What is your favorite TV station and why?

January 17th, 2007 by Barry Caplan | Tags: ,

Last week I came across a survey question: What is your favorite TV station and why?

I am not sure I have a broad allegiance to tv stations per se. I think historically my allegiance such as it is has been towards programs rather then stations – few programs seem associated in my mind (“branded”) with a particular station or channel.

I think this is true to the general population, not just me, and that has implications for the future of your business: if you are a TV station, then you are in very serious risk of becoming a low-value added, no differentiated distributor.

If people can separate the time and place of a program from its broadcast, as was the premise for the survey, and they have already mentally separated it from the channel, then what is the point of the channel anyway in such a world? What value are they adding if any other then dumping the program’s data stream into just one leg of a distribution channel?

Maybe the idea of a “favorite channel” is not unlike feeling a branded attachment to a can of soup from the supermarket because of the trucking company that delivered it from the warehouse near the factory to the warehouse near your local store.

That said, I have bee noticing, especially among cable stations, differences in styles and approaches to their programs. Overall I think the level of production values are similar for stations such as Discovery, TLC, and History Channel, or E!, MTV and VH1, or CNN/Fox News/MSNBC/CNBC, even if the particular productions are different.

I am not really thinking specifically about demographics here but rather the overall look and feel that is chosen by the producers of content. History Channel shows I have seen tend to be dark, foreboding, and ominous lately, while Discovery combines gee whiz goofiness with some educational engineering and demonstrates the value of actually acting on inquisitiveness with a bright and matter-of-fact look and feel.

But to me, I am not sure those types of branding associations with a channel are strong. The shows can (and do!) switch channels – witness American Chopper now on TLC. In fact, I think the producers may be out ahead of the viewers – the producers choose the production values for the viewers, but if viewers were more savvy that they like certain production values more then the channels on the remote control, then the channels would not be necessary. In fact, at least from a distribution standpoint, neither would the channels – producers could clearly distribute via the net in any number of ways if they chose to.

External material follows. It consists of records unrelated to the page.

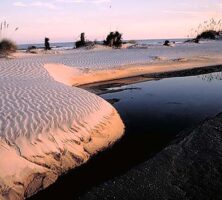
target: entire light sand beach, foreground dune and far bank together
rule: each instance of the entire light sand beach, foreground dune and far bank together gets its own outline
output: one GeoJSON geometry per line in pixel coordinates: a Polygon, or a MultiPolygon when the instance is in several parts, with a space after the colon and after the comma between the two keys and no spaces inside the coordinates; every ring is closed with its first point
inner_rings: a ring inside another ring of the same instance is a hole
{"type": "Polygon", "coordinates": [[[121,140],[116,109],[80,86],[221,64],[221,41],[0,59],[0,198],[30,197],[121,140]]]}

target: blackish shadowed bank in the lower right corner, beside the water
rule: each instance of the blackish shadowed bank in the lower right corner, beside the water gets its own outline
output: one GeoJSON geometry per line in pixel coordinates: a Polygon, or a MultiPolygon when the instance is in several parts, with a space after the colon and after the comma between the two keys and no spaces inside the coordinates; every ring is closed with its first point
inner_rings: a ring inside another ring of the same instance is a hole
{"type": "Polygon", "coordinates": [[[78,199],[221,199],[221,122],[219,113],[181,132],[153,158],[78,199]]]}

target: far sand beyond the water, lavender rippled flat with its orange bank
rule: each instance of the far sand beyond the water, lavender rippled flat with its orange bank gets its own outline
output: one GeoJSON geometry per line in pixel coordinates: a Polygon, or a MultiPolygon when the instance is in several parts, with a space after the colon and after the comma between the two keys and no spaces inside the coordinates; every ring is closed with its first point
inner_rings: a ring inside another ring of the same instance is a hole
{"type": "Polygon", "coordinates": [[[57,81],[83,85],[141,74],[175,71],[222,63],[220,41],[148,46],[146,49],[67,50],[60,54],[20,54],[21,62],[45,66],[57,81]],[[23,58],[22,58],[23,57],[23,58]],[[55,73],[56,71],[56,73],[55,73]],[[58,76],[57,76],[58,75],[58,76]]]}

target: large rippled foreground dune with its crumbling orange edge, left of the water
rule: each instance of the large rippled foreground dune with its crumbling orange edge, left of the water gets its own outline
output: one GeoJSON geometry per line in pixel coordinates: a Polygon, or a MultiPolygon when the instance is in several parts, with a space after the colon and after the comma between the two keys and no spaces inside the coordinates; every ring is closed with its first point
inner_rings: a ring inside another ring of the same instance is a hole
{"type": "Polygon", "coordinates": [[[110,104],[56,82],[43,63],[44,57],[0,60],[0,199],[48,187],[124,132],[110,104]]]}

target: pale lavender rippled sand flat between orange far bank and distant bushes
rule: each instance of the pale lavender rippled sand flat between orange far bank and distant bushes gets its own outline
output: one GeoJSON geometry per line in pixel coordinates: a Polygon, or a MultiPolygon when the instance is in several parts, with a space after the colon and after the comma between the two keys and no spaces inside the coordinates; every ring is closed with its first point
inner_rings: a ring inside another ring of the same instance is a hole
{"type": "MultiPolygon", "coordinates": [[[[23,54],[31,62],[64,64],[81,69],[112,69],[125,65],[150,63],[159,58],[173,60],[221,54],[222,42],[178,44],[175,47],[150,46],[147,49],[92,49],[67,50],[58,54],[23,54]]],[[[21,53],[15,56],[22,57],[21,53]]]]}

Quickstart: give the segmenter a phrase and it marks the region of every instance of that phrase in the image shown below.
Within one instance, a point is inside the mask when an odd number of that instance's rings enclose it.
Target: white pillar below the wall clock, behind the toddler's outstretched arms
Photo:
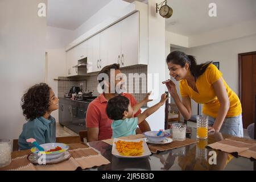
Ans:
[[[160,101],[161,93],[164,93],[165,87],[162,80],[165,79],[165,19],[155,12],[155,5],[161,1],[148,1],[148,67],[147,73],[158,74],[156,86],[158,87],[158,97],[154,101],[148,102],[148,106],[152,106]],[[150,91],[149,81],[147,81],[147,90]],[[164,129],[164,106],[152,114],[147,119],[151,130]]]

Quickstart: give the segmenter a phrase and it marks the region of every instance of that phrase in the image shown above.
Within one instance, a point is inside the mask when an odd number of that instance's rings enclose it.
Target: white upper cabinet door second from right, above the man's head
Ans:
[[[105,30],[108,42],[108,65],[121,64],[121,23],[118,22]]]

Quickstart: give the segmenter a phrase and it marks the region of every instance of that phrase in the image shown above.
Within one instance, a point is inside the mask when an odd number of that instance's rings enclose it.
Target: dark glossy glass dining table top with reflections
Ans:
[[[171,130],[166,130],[172,133]],[[187,138],[196,139],[196,128],[192,128],[191,133],[187,133]],[[255,171],[255,160],[243,158],[241,156],[233,156],[232,154],[205,148],[207,144],[218,142],[225,138],[230,137],[221,133],[208,133],[208,139],[199,140],[199,142],[190,144],[188,146],[175,148],[168,151],[158,152],[152,154],[147,158],[117,158],[112,155],[112,145],[102,142],[89,142],[89,146],[101,152],[110,164],[100,167],[87,169],[89,171],[159,171],[159,170],[239,170],[239,171]],[[212,152],[215,151],[216,164],[209,162]]]

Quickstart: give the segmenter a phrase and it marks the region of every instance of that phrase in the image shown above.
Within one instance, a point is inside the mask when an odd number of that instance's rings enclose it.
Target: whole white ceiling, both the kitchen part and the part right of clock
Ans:
[[[110,1],[112,0],[48,0],[47,25],[75,30]],[[185,36],[256,19],[256,0],[167,1],[174,14],[166,19],[166,30]],[[212,2],[217,5],[217,17],[208,15],[208,5]]]

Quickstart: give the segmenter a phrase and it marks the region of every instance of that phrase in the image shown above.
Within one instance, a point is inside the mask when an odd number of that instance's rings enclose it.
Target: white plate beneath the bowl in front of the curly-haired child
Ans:
[[[63,162],[64,160],[67,160],[71,157],[71,154],[68,151],[65,151],[59,158],[55,158],[55,159],[46,159],[46,164],[56,164],[56,163],[60,163]],[[30,154],[27,156],[27,159],[33,163],[33,164],[39,164],[38,159],[40,158],[40,156],[38,154]],[[41,160],[42,161],[42,160]]]

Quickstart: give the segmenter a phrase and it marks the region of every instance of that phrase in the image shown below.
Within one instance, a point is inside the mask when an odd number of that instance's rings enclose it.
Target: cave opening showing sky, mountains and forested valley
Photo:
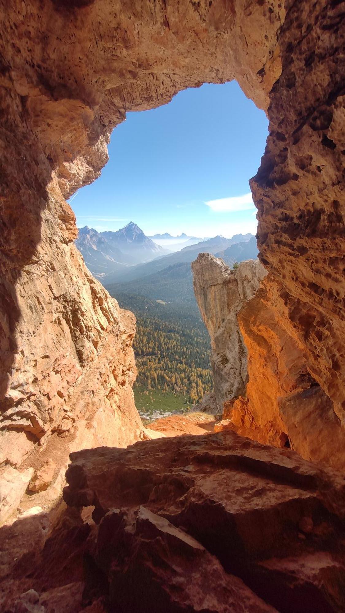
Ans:
[[[189,88],[127,113],[101,177],[69,200],[85,264],[136,315],[134,396],[144,420],[203,399],[204,411],[222,413],[191,264],[206,252],[236,270],[257,257],[249,179],[267,135],[265,113],[235,80]]]

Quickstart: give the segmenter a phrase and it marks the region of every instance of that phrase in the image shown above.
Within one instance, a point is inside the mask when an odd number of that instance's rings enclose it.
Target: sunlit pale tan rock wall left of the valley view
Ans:
[[[83,269],[77,251],[73,257],[77,268],[72,278],[73,268],[65,271],[63,294],[60,298],[52,294],[42,307],[43,340],[36,336],[37,311],[28,318],[30,326],[21,341],[26,357],[18,355],[10,384],[15,390],[9,389],[3,400],[6,410],[0,422],[6,428],[1,436],[5,463],[15,460],[15,466],[26,467],[51,458],[59,465],[54,487],[45,497],[51,503],[61,493],[69,452],[99,444],[126,446],[138,440],[142,428],[131,389],[136,376],[134,316],[121,310]],[[73,299],[71,314],[65,300],[76,291],[79,296]],[[42,293],[37,299],[42,304]],[[48,323],[50,318],[53,324]]]

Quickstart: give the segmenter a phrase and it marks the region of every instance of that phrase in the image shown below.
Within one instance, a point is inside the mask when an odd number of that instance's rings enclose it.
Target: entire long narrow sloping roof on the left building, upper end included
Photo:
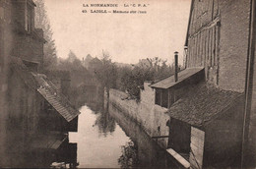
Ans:
[[[25,84],[37,90],[66,121],[70,122],[80,114],[45,75],[30,72],[21,58],[10,58],[11,68],[23,79]]]

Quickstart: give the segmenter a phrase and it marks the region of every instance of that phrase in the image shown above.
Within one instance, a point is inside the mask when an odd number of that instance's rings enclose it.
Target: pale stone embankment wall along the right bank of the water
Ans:
[[[128,94],[117,89],[110,89],[109,101],[126,116],[137,122],[150,137],[168,136],[166,122],[169,116],[166,108],[155,104],[155,91],[145,83],[141,90],[141,101],[127,99]],[[161,147],[167,147],[168,138],[156,139]]]

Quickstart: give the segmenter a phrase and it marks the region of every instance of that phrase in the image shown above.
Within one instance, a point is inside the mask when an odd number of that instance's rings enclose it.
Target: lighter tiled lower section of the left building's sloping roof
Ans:
[[[56,86],[50,82],[43,74],[34,74],[35,80],[40,85],[37,91],[48,101],[48,103],[70,122],[76,118],[80,112],[75,109],[65,95],[60,93]]]

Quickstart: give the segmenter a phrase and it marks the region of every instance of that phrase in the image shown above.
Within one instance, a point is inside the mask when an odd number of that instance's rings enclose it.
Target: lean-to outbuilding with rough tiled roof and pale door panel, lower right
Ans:
[[[202,82],[168,110],[168,148],[194,168],[227,167],[239,161],[243,94]]]

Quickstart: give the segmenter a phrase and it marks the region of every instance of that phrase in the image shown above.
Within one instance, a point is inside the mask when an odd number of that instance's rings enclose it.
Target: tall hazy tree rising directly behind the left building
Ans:
[[[34,26],[35,28],[42,28],[44,32],[44,39],[47,41],[44,44],[44,69],[54,69],[57,65],[57,55],[55,41],[52,38],[52,29],[45,10],[44,0],[35,0],[35,16]]]

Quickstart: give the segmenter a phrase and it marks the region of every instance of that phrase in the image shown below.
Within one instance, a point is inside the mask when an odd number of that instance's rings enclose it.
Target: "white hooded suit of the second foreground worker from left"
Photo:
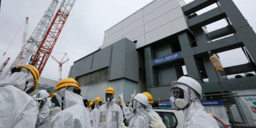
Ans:
[[[82,96],[67,91],[66,88],[54,92],[60,105],[61,98],[64,97],[64,110],[52,117],[49,128],[93,128],[93,121],[89,117],[89,111],[84,106]]]

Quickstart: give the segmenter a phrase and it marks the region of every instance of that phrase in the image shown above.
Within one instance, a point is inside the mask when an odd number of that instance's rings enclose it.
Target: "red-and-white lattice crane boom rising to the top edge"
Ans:
[[[46,65],[75,1],[76,0],[63,0],[46,32],[46,35],[43,37],[35,56],[33,57],[30,65],[35,66],[38,69],[39,74],[42,73],[43,68]]]

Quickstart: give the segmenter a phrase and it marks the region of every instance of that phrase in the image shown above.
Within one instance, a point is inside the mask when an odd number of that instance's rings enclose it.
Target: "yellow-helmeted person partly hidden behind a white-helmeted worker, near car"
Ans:
[[[152,108],[152,103],[153,103],[152,95],[148,92],[143,92],[142,94],[146,95],[147,98],[148,98],[148,106],[147,106],[147,109],[146,109],[148,120],[151,121],[151,118],[154,115],[154,116],[158,117],[159,119],[161,119],[163,121],[163,119]]]

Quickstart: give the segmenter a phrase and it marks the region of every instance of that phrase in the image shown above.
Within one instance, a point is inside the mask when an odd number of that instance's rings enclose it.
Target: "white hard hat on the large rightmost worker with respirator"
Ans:
[[[200,83],[197,82],[195,79],[187,77],[187,76],[182,76],[177,81],[171,82],[171,88],[175,87],[176,83],[184,84],[184,85],[191,87],[194,91],[196,91],[200,95],[199,99],[202,98],[202,87],[201,87]]]

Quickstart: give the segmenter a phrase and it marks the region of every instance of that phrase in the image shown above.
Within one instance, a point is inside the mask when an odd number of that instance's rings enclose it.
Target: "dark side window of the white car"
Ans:
[[[174,113],[171,112],[156,112],[163,119],[166,128],[176,128],[178,125],[177,118]]]

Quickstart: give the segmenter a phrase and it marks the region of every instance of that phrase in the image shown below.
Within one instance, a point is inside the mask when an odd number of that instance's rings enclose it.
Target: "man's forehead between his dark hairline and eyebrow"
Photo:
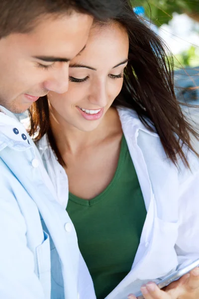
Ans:
[[[63,19],[54,21],[55,26],[52,31],[46,29],[48,24],[45,24],[43,32],[38,30],[38,27],[27,33],[11,33],[6,37],[6,42],[2,42],[1,39],[4,52],[9,48],[9,52],[14,56],[25,55],[45,62],[69,62],[84,51],[91,22],[89,20],[86,26],[84,24],[80,26],[79,20],[79,26],[74,29],[67,26],[65,20],[63,23]],[[82,27],[84,28],[81,29]]]

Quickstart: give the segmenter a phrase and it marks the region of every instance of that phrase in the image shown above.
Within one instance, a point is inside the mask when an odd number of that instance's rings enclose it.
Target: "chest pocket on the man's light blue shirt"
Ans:
[[[50,259],[50,241],[49,235],[43,231],[44,241],[36,248],[36,257],[38,265],[38,276],[39,280],[44,288],[44,292],[49,293],[51,285],[51,259]],[[45,294],[46,294],[45,292]],[[48,294],[49,295],[49,294]],[[46,296],[49,298],[49,296]]]

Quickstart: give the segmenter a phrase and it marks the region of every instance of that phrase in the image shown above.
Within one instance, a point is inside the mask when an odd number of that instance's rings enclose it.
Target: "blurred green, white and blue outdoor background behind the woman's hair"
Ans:
[[[177,99],[199,130],[199,0],[133,0],[134,11],[168,45]],[[199,143],[196,142],[199,150]]]

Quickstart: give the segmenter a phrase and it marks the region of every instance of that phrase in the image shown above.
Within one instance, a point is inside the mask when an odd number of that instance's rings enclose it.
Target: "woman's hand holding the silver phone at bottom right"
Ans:
[[[160,290],[155,283],[147,283],[141,287],[144,299],[199,299],[199,268]],[[129,295],[128,299],[136,299]],[[138,298],[139,299],[139,298]]]

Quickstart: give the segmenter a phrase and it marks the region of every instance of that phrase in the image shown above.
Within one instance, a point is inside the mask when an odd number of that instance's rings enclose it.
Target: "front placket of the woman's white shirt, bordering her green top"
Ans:
[[[130,273],[121,281],[121,283],[113,290],[113,296],[111,293],[107,296],[107,299],[115,298],[116,293],[120,295],[122,290],[124,290],[128,285],[132,284],[133,281],[137,280],[139,277],[139,272],[144,267],[144,261],[147,258],[148,254],[150,253],[151,249],[151,240],[153,232],[153,219],[155,214],[155,200],[154,194],[152,191],[151,182],[149,179],[149,174],[146,166],[146,162],[144,160],[143,153],[140,147],[137,144],[137,137],[139,134],[139,129],[136,126],[130,128],[131,134],[126,132],[129,128],[123,128],[123,133],[128,145],[128,149],[133,160],[136,173],[138,176],[138,180],[140,183],[140,187],[143,193],[146,209],[147,209],[147,216],[144,223],[144,227],[142,230],[140,244],[138,246],[138,250],[132,265],[132,269]],[[118,297],[119,298],[119,297]]]

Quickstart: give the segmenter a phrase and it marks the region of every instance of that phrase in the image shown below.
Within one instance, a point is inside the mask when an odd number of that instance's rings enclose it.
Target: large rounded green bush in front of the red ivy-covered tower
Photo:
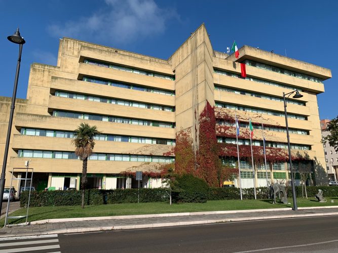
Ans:
[[[173,202],[205,203],[208,200],[208,184],[200,178],[185,174],[177,176],[172,184]]]

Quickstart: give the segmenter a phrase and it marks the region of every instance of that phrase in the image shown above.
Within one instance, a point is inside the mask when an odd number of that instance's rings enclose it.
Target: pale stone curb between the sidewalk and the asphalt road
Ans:
[[[20,234],[25,235],[44,235],[44,234],[61,234],[61,233],[82,233],[93,231],[106,231],[106,230],[128,230],[128,229],[144,229],[144,228],[163,228],[173,226],[189,226],[189,225],[201,225],[201,224],[215,224],[226,222],[243,222],[243,221],[257,221],[257,220],[271,220],[271,219],[285,219],[285,218],[303,218],[303,217],[321,217],[321,216],[334,216],[338,215],[338,212],[334,213],[322,213],[322,214],[304,214],[304,215],[279,215],[279,216],[266,216],[266,217],[247,217],[247,218],[230,218],[230,219],[218,219],[218,220],[200,220],[200,221],[182,221],[182,222],[168,222],[168,223],[149,223],[149,224],[136,224],[136,225],[123,225],[123,226],[106,226],[106,227],[86,227],[86,228],[70,228],[59,229],[53,231],[47,231],[43,233],[35,234]],[[13,235],[17,236],[17,235]],[[0,237],[12,237],[12,236],[0,236]]]

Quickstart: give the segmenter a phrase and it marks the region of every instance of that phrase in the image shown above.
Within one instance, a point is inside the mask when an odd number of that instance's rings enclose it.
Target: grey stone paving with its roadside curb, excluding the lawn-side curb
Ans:
[[[160,226],[165,227],[165,226],[203,224],[215,222],[282,219],[292,217],[325,216],[325,215],[338,215],[338,208],[302,209],[302,210],[298,209],[297,212],[294,212],[293,210],[276,210],[276,211],[249,212],[249,213],[187,215],[187,216],[171,216],[171,217],[44,223],[44,224],[2,228],[0,229],[0,237],[27,235],[27,234],[46,234],[53,232],[65,233],[65,232],[85,232],[85,231],[109,230],[109,229],[151,228]]]

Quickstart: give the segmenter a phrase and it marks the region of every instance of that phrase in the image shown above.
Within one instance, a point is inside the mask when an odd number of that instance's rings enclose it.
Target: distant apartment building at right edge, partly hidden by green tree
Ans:
[[[330,122],[329,119],[322,119],[320,120],[320,125],[322,128],[322,136],[326,137],[330,134],[329,131],[327,131],[327,124]],[[328,175],[329,181],[337,181],[338,178],[338,151],[334,149],[334,147],[331,147],[328,141],[323,143],[324,146],[324,153],[325,153],[325,165],[326,165],[326,171]]]

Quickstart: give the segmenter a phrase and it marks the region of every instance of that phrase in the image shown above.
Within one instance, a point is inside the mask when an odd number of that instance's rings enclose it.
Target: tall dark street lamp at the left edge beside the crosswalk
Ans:
[[[5,147],[5,155],[4,155],[4,163],[3,163],[3,170],[1,172],[0,177],[0,210],[3,207],[3,196],[4,196],[4,188],[5,188],[5,174],[6,174],[6,164],[7,164],[7,156],[8,156],[8,149],[10,144],[11,132],[12,132],[12,122],[13,122],[13,114],[15,108],[15,98],[16,98],[16,90],[18,87],[18,79],[19,79],[19,72],[20,72],[20,62],[21,62],[21,53],[22,53],[22,45],[25,44],[25,40],[21,37],[19,28],[14,32],[13,35],[7,37],[9,41],[19,44],[19,57],[18,63],[16,66],[16,73],[15,73],[15,80],[14,80],[14,89],[13,89],[13,96],[12,96],[12,104],[11,104],[11,113],[10,119],[8,122],[8,131],[7,131],[7,139],[6,139],[6,147]]]

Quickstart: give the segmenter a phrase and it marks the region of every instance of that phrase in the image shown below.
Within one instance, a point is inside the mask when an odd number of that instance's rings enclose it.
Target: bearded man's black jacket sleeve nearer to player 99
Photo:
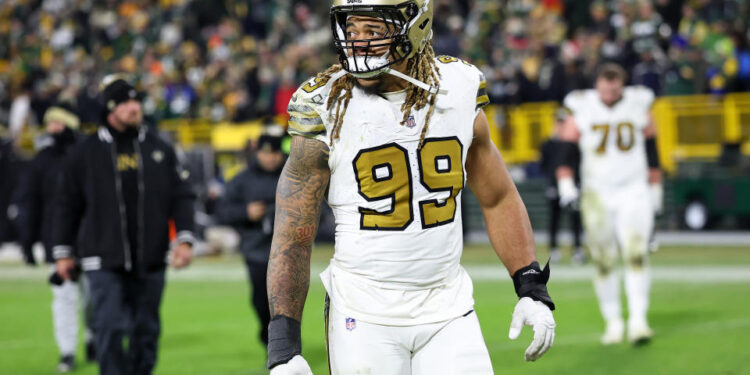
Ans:
[[[177,242],[195,242],[195,192],[188,182],[190,176],[187,170],[184,170],[177,160],[174,151],[170,151],[169,173],[172,180],[172,212],[171,217],[174,220],[177,229]]]

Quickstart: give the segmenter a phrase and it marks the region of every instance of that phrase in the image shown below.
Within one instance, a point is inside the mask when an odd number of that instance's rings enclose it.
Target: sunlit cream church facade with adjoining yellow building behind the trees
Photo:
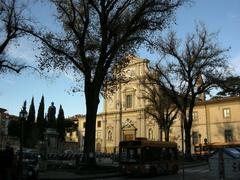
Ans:
[[[147,102],[142,97],[139,77],[148,71],[148,60],[129,56],[130,64],[124,70],[131,81],[119,83],[117,90],[104,100],[104,110],[97,115],[96,151],[116,152],[119,142],[145,137],[159,140],[159,127],[154,119],[147,116]],[[107,88],[106,88],[107,89]],[[78,132],[68,134],[72,141],[79,143],[83,150],[85,116],[76,115]],[[226,97],[218,100],[199,102],[193,112],[192,143],[240,141],[240,97]],[[180,116],[170,129],[170,141],[181,147]]]

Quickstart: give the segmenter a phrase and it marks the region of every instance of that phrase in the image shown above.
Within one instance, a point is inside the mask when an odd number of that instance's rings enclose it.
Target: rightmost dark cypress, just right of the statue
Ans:
[[[63,142],[65,139],[65,117],[62,105],[60,105],[57,117],[57,132],[59,133],[59,142]]]

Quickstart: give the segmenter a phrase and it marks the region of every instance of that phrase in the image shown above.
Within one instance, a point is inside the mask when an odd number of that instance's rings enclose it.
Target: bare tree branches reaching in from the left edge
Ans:
[[[0,74],[19,73],[28,67],[23,62],[10,58],[6,50],[26,34],[26,18],[23,17],[24,6],[17,0],[0,0]],[[29,29],[29,27],[27,28]]]

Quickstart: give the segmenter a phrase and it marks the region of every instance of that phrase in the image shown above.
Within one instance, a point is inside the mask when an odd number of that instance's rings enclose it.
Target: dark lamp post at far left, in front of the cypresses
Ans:
[[[19,161],[20,161],[20,178],[22,178],[22,172],[23,172],[23,122],[27,118],[26,101],[24,102],[22,110],[19,113],[19,118],[20,118],[20,152],[19,152]]]

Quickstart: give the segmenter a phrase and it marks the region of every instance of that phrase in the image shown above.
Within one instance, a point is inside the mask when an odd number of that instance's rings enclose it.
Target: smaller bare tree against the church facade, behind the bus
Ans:
[[[169,141],[170,128],[177,117],[178,109],[172,100],[164,94],[161,87],[155,84],[154,73],[147,73],[139,81],[143,94],[141,98],[147,102],[145,112],[157,122],[160,131],[160,141],[163,140],[163,132],[165,141]]]

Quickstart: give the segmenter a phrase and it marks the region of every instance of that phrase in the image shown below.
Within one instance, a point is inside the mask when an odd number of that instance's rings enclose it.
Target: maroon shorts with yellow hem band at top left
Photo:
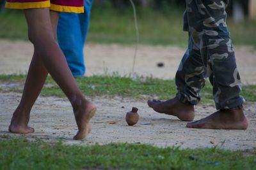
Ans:
[[[5,7],[20,10],[49,8],[52,11],[83,13],[84,0],[6,0]]]

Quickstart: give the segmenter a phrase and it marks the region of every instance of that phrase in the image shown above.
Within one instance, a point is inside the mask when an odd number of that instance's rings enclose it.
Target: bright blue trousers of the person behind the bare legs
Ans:
[[[83,76],[86,72],[83,47],[90,25],[92,1],[84,0],[84,13],[60,13],[58,42],[74,76]]]

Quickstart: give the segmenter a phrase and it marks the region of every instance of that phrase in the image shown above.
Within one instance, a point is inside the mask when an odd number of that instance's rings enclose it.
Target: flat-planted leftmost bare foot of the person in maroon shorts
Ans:
[[[28,127],[28,122],[29,113],[19,111],[19,108],[17,108],[13,113],[8,131],[16,134],[33,133],[35,129],[33,129],[32,127]]]

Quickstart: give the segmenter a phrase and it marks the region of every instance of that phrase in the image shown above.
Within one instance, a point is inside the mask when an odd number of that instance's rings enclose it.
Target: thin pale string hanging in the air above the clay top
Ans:
[[[135,67],[135,62],[136,62],[136,57],[137,57],[137,52],[138,52],[138,45],[140,41],[140,34],[139,34],[139,29],[138,29],[138,20],[137,20],[137,12],[135,5],[132,0],[130,0],[132,4],[132,9],[133,9],[133,17],[134,17],[134,25],[135,25],[135,30],[136,30],[136,47],[135,47],[135,52],[134,52],[134,57],[133,57],[133,63],[132,63],[132,77],[134,77],[134,67]]]

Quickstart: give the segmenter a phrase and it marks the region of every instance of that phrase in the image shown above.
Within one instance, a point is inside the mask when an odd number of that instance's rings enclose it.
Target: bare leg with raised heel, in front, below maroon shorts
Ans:
[[[65,57],[54,39],[54,31],[51,26],[56,27],[54,25],[57,24],[58,13],[51,13],[53,18],[51,22],[47,8],[24,11],[29,27],[29,39],[35,46],[35,53],[40,54],[36,57],[40,57],[47,71],[70,100],[79,129],[74,139],[83,139],[90,132],[89,120],[95,113],[96,107],[84,99],[70,69],[68,69]]]

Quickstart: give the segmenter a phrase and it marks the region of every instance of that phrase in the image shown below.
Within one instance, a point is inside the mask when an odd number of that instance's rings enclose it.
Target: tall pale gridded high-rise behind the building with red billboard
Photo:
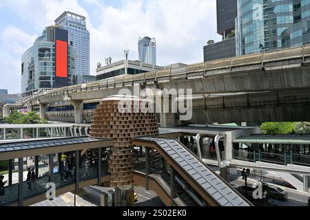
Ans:
[[[63,12],[55,25],[68,30],[69,42],[72,42],[75,51],[76,76],[90,74],[90,32],[86,28],[85,17],[72,12]]]

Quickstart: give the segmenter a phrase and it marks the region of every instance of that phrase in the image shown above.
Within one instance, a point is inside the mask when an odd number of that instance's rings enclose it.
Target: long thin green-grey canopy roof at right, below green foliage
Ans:
[[[289,135],[249,135],[238,137],[234,143],[259,143],[259,144],[310,144],[310,134]]]

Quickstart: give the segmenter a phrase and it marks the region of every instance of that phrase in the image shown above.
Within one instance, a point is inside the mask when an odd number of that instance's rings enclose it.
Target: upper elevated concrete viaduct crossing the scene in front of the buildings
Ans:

The TV channels may provide some funding and other financial benefits to the producers, but the details of that are rarely public and rarely rise beyond the level of rumor and gossip except for industry insiders.

Now, if that kind of financial information was as available for entertainment as it is for sports salaries, then it would be easy to have rooting interests in TV stations.

Jerry Seinfeld famously said that in sports, with players changing teams so often with no sign of loyalty, we no longer root for teams, we root for laundry. For me, when it comes to choosing a favorite TV station, I have to demur for the same reason – I don’t see what is there to actually care about on a particular channel that the channel itself brings to the table.